Sampling & Engine

Charts Execution Engines

The choice of execution engine determines how Dataiku DSS processes data for charts. DSS will automatically suggest an engine based upon the dataset and sampling settings. The DSS engine is available for all dataset types, while the In-database engine is available for some data sources that support SQL queries. See below for details.

DSS

The DSS engine uses a highly-optimized column-based and compressed storage format, which enables it to perform blazing fast aggregations and other visual analytics queries. The DSS engine takes full advantage of modern CPU caches.

The DSS engine does not require that the chart data be loaded in memory, but is instead able to efficiently stream data from disk and perform queries on the fly. This allows you to perform visual analytics on very large data extracts that would not fit in RAM using commodity hardware.

The DSS engine extracts data from your data source, transforms it in its optimized format, and then performs all queries using the pre-optimized data. Once data has been loaded in the Charts Engine, it won’t need to access your data source anymore, unless the source data changes.

The DSS engine can therefore perform visual analytic queries on all data sources that DSS supports, even data sources that are not at all suited for analytics, like CSV files.

In-database

In addition to the DSS Charts Engine, DSS can perform visual analytic queries directly in the database, using DB-specific SQL queries. Switching between engines can be useful, for example, to prepare your charts on a sample of the full dataset using the DSS engine and then switch to the In-database engine for full-dataset analytics.

In-database processing is available for the following datasets:

  • PostgreSQL

  • MySQL

  • Vertica

  • HDFS - Using Cloudera Impala, if it is installed and the HDFS data source is compatible with Impala.

Note

The In-database engine is not available in Visual Analyses.

Sampling

By default, the charts engine uses the same sample defined on the Explore tab. You can define a charts-specific sample using the same sampling options available in Explore.

Note

The DSS Charts Engine does not require data to fit in memory, however it stores its optimized format on the disk on which DSS resides.

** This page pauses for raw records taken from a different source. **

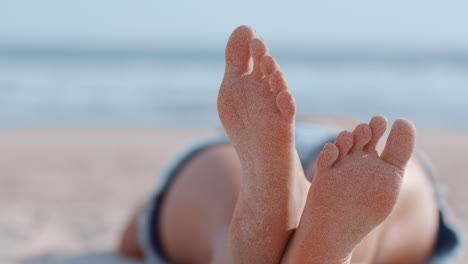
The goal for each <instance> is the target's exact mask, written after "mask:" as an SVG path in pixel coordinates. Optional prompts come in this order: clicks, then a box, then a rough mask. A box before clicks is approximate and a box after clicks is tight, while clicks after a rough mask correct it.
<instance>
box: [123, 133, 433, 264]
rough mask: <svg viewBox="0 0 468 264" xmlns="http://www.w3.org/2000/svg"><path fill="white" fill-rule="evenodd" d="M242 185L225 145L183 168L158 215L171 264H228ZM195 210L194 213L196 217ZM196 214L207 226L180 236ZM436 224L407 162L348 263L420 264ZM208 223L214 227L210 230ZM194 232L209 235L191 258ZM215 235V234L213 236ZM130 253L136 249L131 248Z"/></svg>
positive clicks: (426, 253)
mask: <svg viewBox="0 0 468 264" xmlns="http://www.w3.org/2000/svg"><path fill="white" fill-rule="evenodd" d="M371 127H372V126H371ZM241 180H242V169H241V166H240V162H239V161H238V159H237V156H236V154H235V151H234V149H233V148H232V147H230V146H229V145H223V146H217V147H214V148H210V149H207V150H206V151H203V152H202V153H200V154H198V155H197V156H195V157H193V158H192V160H190V161H189V162H188V163H187V164H186V165H185V166H184V169H183V170H182V171H181V172H180V174H179V175H178V176H177V181H176V182H175V183H174V185H173V186H172V187H171V188H170V190H169V192H168V195H167V199H166V202H165V203H166V205H164V208H165V209H164V210H163V212H162V214H161V217H162V219H163V221H162V222H163V223H164V224H163V225H164V226H161V229H162V231H164V232H163V234H162V235H163V238H162V241H163V246H164V248H165V252H166V253H167V255H168V256H169V257H170V259H171V260H172V261H173V262H174V263H232V260H231V257H230V251H229V249H228V247H227V234H228V231H227V230H228V229H229V223H230V219H231V216H232V213H233V208H234V206H235V201H236V200H237V197H238V194H239V190H240V184H241ZM213 186H216V188H213ZM214 189H215V190H214ZM216 190H218V191H216ZM214 191H216V192H214ZM195 204H196V207H195V208H193V207H194V205H195ZM194 210H197V213H196V214H195V213H194V212H193V211H194ZM210 212H213V213H212V214H210ZM199 214H201V215H203V216H200V218H202V219H205V220H203V221H198V222H196V223H193V225H191V226H189V227H187V228H188V230H184V229H183V228H185V225H186V223H185V222H184V223H181V222H180V219H193V216H194V215H199ZM206 219H209V220H208V221H207V220H206ZM437 220H438V218H437V208H436V204H435V201H434V197H433V193H432V189H431V185H430V183H429V182H428V181H427V175H425V173H424V170H422V169H421V168H420V166H418V163H417V161H415V160H414V159H411V160H410V162H409V163H408V166H407V169H406V174H405V177H404V181H403V186H402V190H401V194H400V197H399V199H398V201H397V204H396V206H395V208H394V210H393V211H392V213H391V214H390V216H389V217H388V218H387V220H385V221H384V223H382V225H380V226H379V227H378V228H376V229H374V230H373V231H372V232H371V233H370V234H369V235H368V236H367V237H366V238H365V239H364V240H362V241H361V242H360V243H359V245H358V246H357V248H356V250H355V252H354V254H353V258H352V262H353V263H405V262H407V263H419V262H421V261H420V260H424V259H426V258H427V257H428V256H429V254H430V253H431V250H432V246H433V243H434V238H435V231H436V230H437ZM133 222H134V221H133ZM206 222H209V223H216V224H213V225H211V226H210V225H206V224H205V223H206ZM129 229H131V228H129ZM194 230H195V231H196V232H200V233H203V234H208V233H210V234H212V235H211V236H209V237H208V238H209V239H207V236H206V235H200V238H203V239H197V244H201V245H203V246H201V247H200V248H196V249H194V251H199V252H193V253H190V250H191V249H192V248H193V246H194V243H193V236H194V235H193V234H194V232H195V231H194ZM213 230H217V231H216V234H214V235H213ZM383 234H384V235H383ZM408 234H411V236H408ZM195 235H197V234H195ZM125 237H128V239H124V240H129V241H136V242H137V240H136V239H135V238H136V233H134V234H131V233H130V232H126V234H125ZM408 238H411V239H416V240H408ZM128 244H129V243H127V245H128ZM130 247H131V248H137V246H136V245H132V244H131V243H130ZM210 247H211V248H210ZM121 248H122V247H121ZM127 252H128V251H127ZM121 253H124V252H121ZM188 253H190V254H188ZM124 255H127V256H129V255H128V254H124ZM130 256H131V255H130ZM197 256H209V257H204V258H203V257H197ZM206 259H211V260H210V261H205V260H206Z"/></svg>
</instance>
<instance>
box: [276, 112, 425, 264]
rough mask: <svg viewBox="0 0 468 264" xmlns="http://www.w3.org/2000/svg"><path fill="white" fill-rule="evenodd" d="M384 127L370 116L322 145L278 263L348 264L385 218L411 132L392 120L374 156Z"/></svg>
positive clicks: (386, 120)
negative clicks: (386, 134)
mask: <svg viewBox="0 0 468 264" xmlns="http://www.w3.org/2000/svg"><path fill="white" fill-rule="evenodd" d="M387 123H388V122H387V119H386V118H385V117H383V116H375V117H374V118H372V120H371V121H370V123H369V124H360V125H358V126H357V127H356V128H355V129H354V131H353V132H352V133H351V132H348V131H343V132H341V133H340V134H339V135H338V136H337V137H336V140H335V142H334V143H328V144H326V145H325V146H324V148H323V150H322V151H321V153H320V154H319V156H318V158H317V164H316V172H315V177H314V179H313V181H312V186H311V188H310V190H309V194H308V197H307V203H306V207H305V209H304V213H303V215H302V218H301V222H300V224H299V227H298V229H297V231H296V233H295V234H294V237H293V239H292V241H291V242H290V245H289V247H288V250H287V252H286V254H285V258H284V261H283V263H350V260H351V256H352V253H353V251H354V249H355V248H356V246H357V245H358V243H359V242H360V241H361V240H362V239H363V238H364V237H365V236H366V235H367V234H368V233H369V232H370V231H372V230H373V229H374V228H375V227H377V226H378V225H379V224H380V223H382V222H383V221H384V220H385V219H386V218H387V216H388V215H389V214H390V212H391V211H392V209H393V207H394V206H395V203H396V201H397V198H398V194H399V191H400V187H401V184H402V180H403V175H404V172H405V166H406V163H407V162H408V160H409V159H410V157H411V155H412V153H413V151H414V145H415V134H416V132H415V131H416V130H415V127H414V125H413V123H411V122H410V121H408V120H405V119H399V120H397V121H395V123H394V124H393V127H392V129H391V131H390V134H389V136H388V139H387V142H386V145H385V148H384V150H383V152H382V154H381V155H379V154H378V153H377V151H376V145H377V143H378V141H379V139H380V138H381V137H382V135H383V134H384V132H385V130H386V127H387Z"/></svg>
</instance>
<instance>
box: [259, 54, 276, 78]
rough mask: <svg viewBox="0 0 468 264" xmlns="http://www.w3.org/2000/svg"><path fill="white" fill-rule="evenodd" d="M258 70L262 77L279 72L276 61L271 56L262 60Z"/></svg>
mask: <svg viewBox="0 0 468 264" xmlns="http://www.w3.org/2000/svg"><path fill="white" fill-rule="evenodd" d="M260 70H261V71H262V73H263V74H264V75H270V74H271V73H272V72H274V71H276V70H279V65H278V63H276V60H275V59H274V58H273V57H272V56H270V55H267V56H265V58H263V60H262V65H261V66H260Z"/></svg>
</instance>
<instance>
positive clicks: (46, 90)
mask: <svg viewBox="0 0 468 264" xmlns="http://www.w3.org/2000/svg"><path fill="white" fill-rule="evenodd" d="M274 54H275V55H276V58H277V60H278V61H279V63H280V64H281V67H282V68H283V70H284V71H285V73H286V76H287V78H288V81H289V84H290V87H291V89H292V90H293V92H294V93H295V95H296V99H297V103H298V110H299V112H300V113H302V114H331V115H350V116H354V117H357V118H362V119H368V118H369V117H370V116H372V115H374V114H377V113H382V114H385V115H387V116H389V117H390V118H392V119H393V118H397V117H408V118H411V119H413V120H414V121H415V122H416V123H417V125H418V126H425V127H449V128H468V123H467V122H466V121H465V120H468V91H467V90H468V89H467V88H468V52H462V51H443V50H439V51H434V50H432V51H423V50H405V49H401V50H398V49H395V50H379V49H339V48H333V47H330V48H310V49H304V48H295V47H291V48H289V49H280V50H275V51H274ZM223 71H224V61H223V53H222V50H219V49H181V48H171V47H166V48H132V47H129V48H125V47H119V48H108V47H103V48H96V47H89V48H88V47H68V46H43V47H41V46H34V47H29V46H27V45H23V46H18V45H15V46H0V105H1V109H2V111H0V126H3V127H6V126H89V125H92V126H96V125H97V126H130V125H139V126H212V125H217V124H218V123H219V122H218V117H217V113H216V95H217V89H218V87H219V83H220V81H221V78H222V74H223Z"/></svg>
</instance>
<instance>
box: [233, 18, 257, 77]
mask: <svg viewBox="0 0 468 264" xmlns="http://www.w3.org/2000/svg"><path fill="white" fill-rule="evenodd" d="M254 37H255V31H254V30H253V28H251V27H249V26H240V27H238V28H236V29H235V30H234V32H232V34H231V36H230V37H229V40H228V43H227V46H226V73H229V74H237V75H242V74H245V73H248V72H250V42H251V41H252V39H253V38H254Z"/></svg>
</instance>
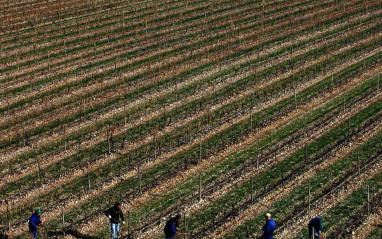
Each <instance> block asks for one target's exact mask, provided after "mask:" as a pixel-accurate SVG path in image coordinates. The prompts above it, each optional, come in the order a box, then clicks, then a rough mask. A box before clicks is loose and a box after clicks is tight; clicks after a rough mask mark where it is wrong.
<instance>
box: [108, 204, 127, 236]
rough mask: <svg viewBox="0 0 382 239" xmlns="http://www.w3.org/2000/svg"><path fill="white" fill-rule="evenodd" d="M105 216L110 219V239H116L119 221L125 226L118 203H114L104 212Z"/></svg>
mask: <svg viewBox="0 0 382 239" xmlns="http://www.w3.org/2000/svg"><path fill="white" fill-rule="evenodd" d="M105 215H106V216H107V217H108V218H109V219H110V228H111V238H112V239H118V236H119V228H120V224H119V221H120V219H121V220H122V223H123V224H125V218H124V217H123V212H122V209H121V204H120V203H119V202H116V203H115V204H114V206H113V207H111V208H109V209H107V210H106V211H105Z"/></svg>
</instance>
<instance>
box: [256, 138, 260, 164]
mask: <svg viewBox="0 0 382 239" xmlns="http://www.w3.org/2000/svg"><path fill="white" fill-rule="evenodd" d="M256 147H257V150H256V154H257V155H256V168H257V169H259V157H260V156H259V141H257V146H256Z"/></svg>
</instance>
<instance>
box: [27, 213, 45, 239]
mask: <svg viewBox="0 0 382 239" xmlns="http://www.w3.org/2000/svg"><path fill="white" fill-rule="evenodd" d="M41 226H42V220H41V210H40V209H36V211H35V213H33V214H32V216H31V217H30V218H29V222H28V227H29V233H30V234H31V235H32V238H33V239H37V231H38V229H39V228H40V227H41Z"/></svg>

Therefore, for large samples, you need to make sure that you have enough space on this disk to store your data extracts.

Limit Memory Usage

RAM

By default, DSS limits the memory usage of a chart to 150MB. In general, you shouldn’t need to adjust this, but you can increase the value to improve the performance of charts, or decrease the value to improve the performance of your server.

Number of bins

By default, the number of bins on a chart is limited to 50000. It can be changed by editing the file DATADIR/config/dip.properties and set the key dku.charts.maxBins to the new desired limit.